Cinq combattants de la Nouvelle Armée du Peuple (NPA) ont trouvé la mort lors d’une série d’affrontements avec les troupes du 62e bataillon d’infanterie de l’armée gouvernementale dans l’arrière-pays de Moises Padilla, dans le Negros Occidental, samedi matin. Les guérilleros appartenaient au Front 1 du Negros central de la NPA. Les troupes gouvernementales avaient engagé une quinzaine de guérillerosdans un premier affrontement à Sitio Napiluan. Un second engagement a eu lieu peu après à Sitio Oway-Oway. Vers 7 heures, un troisième engagement a eu lieu. Les soldats ont récupéré plusieurs armes à feu, dont un fusil M16 et deux pistolets-mitrailleurs. Divers équipements et un drapeau ont aussi été retrouvé (photo).
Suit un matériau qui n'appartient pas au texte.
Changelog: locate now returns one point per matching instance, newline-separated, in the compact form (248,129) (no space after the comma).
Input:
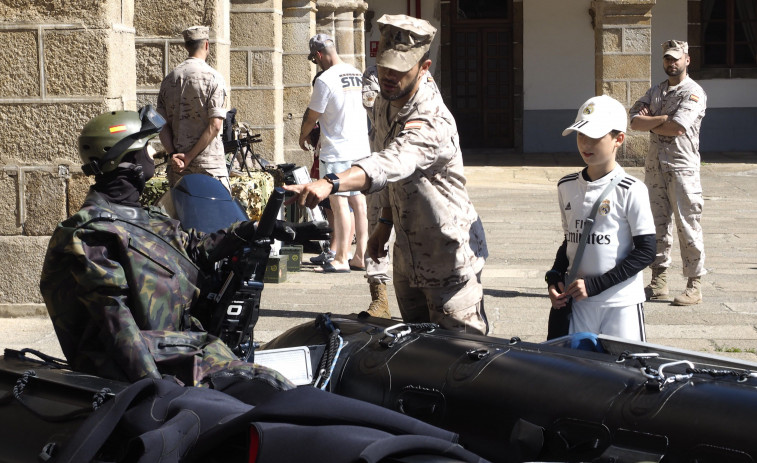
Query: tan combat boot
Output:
(380,302)
(692,294)
(658,287)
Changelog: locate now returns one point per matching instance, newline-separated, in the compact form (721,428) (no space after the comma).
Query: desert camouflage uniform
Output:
(121,283)
(189,97)
(671,173)
(440,246)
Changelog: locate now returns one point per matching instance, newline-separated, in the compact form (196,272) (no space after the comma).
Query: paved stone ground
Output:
(516,197)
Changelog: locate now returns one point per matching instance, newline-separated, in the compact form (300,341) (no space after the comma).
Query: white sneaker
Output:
(323,258)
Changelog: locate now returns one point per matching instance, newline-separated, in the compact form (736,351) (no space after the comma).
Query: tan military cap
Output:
(675,48)
(404,40)
(196,33)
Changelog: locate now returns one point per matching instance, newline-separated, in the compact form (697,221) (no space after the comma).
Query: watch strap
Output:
(334,181)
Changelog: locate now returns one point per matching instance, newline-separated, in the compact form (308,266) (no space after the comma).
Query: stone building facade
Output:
(71,61)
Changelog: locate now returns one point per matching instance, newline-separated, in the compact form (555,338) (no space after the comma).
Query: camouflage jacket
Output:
(120,284)
(439,237)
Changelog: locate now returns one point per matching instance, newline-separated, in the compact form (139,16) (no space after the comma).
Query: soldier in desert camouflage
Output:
(440,245)
(121,282)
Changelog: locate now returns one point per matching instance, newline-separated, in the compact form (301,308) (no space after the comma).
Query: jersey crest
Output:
(604,208)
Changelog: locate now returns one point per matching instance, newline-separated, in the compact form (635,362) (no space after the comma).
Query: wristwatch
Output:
(334,181)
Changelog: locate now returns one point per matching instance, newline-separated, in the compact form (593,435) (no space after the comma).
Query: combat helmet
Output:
(107,138)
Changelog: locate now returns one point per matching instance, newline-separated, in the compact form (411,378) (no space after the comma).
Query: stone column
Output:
(66,64)
(623,33)
(256,72)
(299,26)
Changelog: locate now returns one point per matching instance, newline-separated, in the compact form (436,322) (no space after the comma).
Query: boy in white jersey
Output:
(607,293)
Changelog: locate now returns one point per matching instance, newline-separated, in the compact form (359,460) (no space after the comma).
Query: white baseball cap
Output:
(599,116)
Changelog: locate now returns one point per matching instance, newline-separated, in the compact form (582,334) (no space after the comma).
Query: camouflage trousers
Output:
(676,197)
(377,272)
(458,308)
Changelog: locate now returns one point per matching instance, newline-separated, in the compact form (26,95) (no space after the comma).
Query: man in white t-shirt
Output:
(337,105)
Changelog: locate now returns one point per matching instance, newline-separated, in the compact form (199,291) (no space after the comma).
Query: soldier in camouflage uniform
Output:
(121,282)
(192,99)
(440,245)
(672,112)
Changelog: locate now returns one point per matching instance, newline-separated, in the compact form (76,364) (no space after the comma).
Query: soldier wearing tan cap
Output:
(417,167)
(672,112)
(192,99)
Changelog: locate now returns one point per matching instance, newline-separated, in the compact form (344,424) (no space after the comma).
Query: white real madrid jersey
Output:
(623,214)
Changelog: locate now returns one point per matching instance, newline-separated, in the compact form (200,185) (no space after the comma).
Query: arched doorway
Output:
(481,72)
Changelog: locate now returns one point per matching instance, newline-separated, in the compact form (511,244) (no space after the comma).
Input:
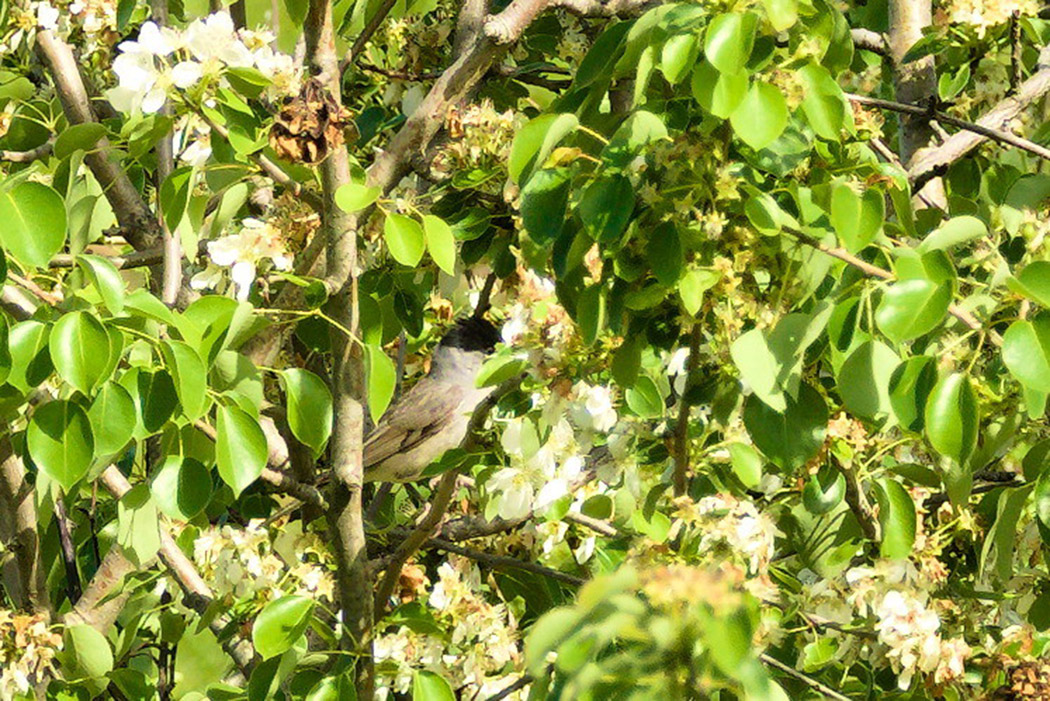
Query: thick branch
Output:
(24,577)
(138,224)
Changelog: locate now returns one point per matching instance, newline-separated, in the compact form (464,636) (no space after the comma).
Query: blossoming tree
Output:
(770,407)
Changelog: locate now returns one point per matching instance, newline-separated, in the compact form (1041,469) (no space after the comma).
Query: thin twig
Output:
(500,561)
(805,679)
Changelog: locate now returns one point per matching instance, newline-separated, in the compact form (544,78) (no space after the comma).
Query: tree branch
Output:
(138,224)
Trois membres présumés de la Nouvelle Armée populaire (NPA) ont été tués lors de trois incidents séparées dans les provinces de Kalinga et Cagayan, mercredi après-midi 3 mai. Ce sont des militaires du 50e bataillon d’infanterie de l’armée (de la 503e brigade d’infanterie) qui ont accroché un groupe de maoïstes à Barangay Poswoy (Balbalbalan, Kalinga). Une autre fusillade a eu lieu vers 15h30, à Barangay Cielo (Buguey, Cagayan) lorsqu’un détachement du 95e bataillon d’infanterie de l’armée (de la 501e brigade d’infanterie) a accroché un autre groupe de la NPA, ce qui a entraîné la mort de deux guérilleros.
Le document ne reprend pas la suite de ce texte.